Posted on 05/01/2010 12:33:35 AM PDT by nickcarraway
Four months after buying Lala Media's popular online music service for a reported $80 million, Apple is pulling the plug on the 5-year-old site.
Lala notified its users in an e-mail Friday morning of the shutdown. Apple Inc. spokesman Jason Roth confirmed the plans, but he declined to say whether the Cupertino, Calif., company would resurrect the service under Apple's iTunes brand.
Lala lets users listen to any song in its catalog in its entirety once for free. After that, listeners can sample the song again for 30 seconds or buy a digital download of the song for 89 cents. What separated Lala from other music services, however, was its concept of a "Web song." Listeners could play a song an unlimited number of times for 10 cents, as long as they were connected to the site.
With iTunes, downloaded songs are stored on a user's computer and can be copied to other computers and devices. Web song files sit on Lala's computers and can be played only while the listener is connected to the Lala site. This is sometimes called "cloud" access.

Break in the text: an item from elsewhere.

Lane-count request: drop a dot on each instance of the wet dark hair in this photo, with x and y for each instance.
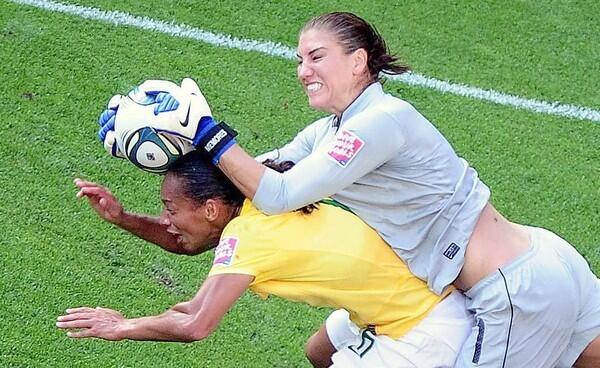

There has been much speculation about whether Apple would use Lala's technology to create its own music-streaming subscription service to compete with Rhapsody or MOG, which charge monthly fees for on-demand access to their extensive song catalogs. Another possibility is that Apple could use Lala's cloud approach to let customers who purchase a song from iTunes also have online access to that song in a sort of pay-once-play-anywhere idea.
(Excerpt) Read more at latimes.com ...
Something about Apple’s purchase of LaLa ... :-)
May 1, 2010
By Andy Patrizio
Apple may be taking the next step in embracing a streaming and cloud-storage service for iTunes, if pundits are reading correctly into Apple's shuttering this week of Lala.com.
The Mac, iPad and iPhone maker purchased Lala.com, a streaming music site, in December. But this week it posted a notice on its front page informing subscribers it will be shutting down the service on May 31 and will not accept new users.
To many industry observers, the signs point to Apple's move to merge its streaming and cloud storage service into iTunes, giving users a way to back up their purchase to the cloud.
Lala is aimed at helping users discover music and purchase DRM-free songs. A plugin handles downloads and synching the music file with a user's own music library.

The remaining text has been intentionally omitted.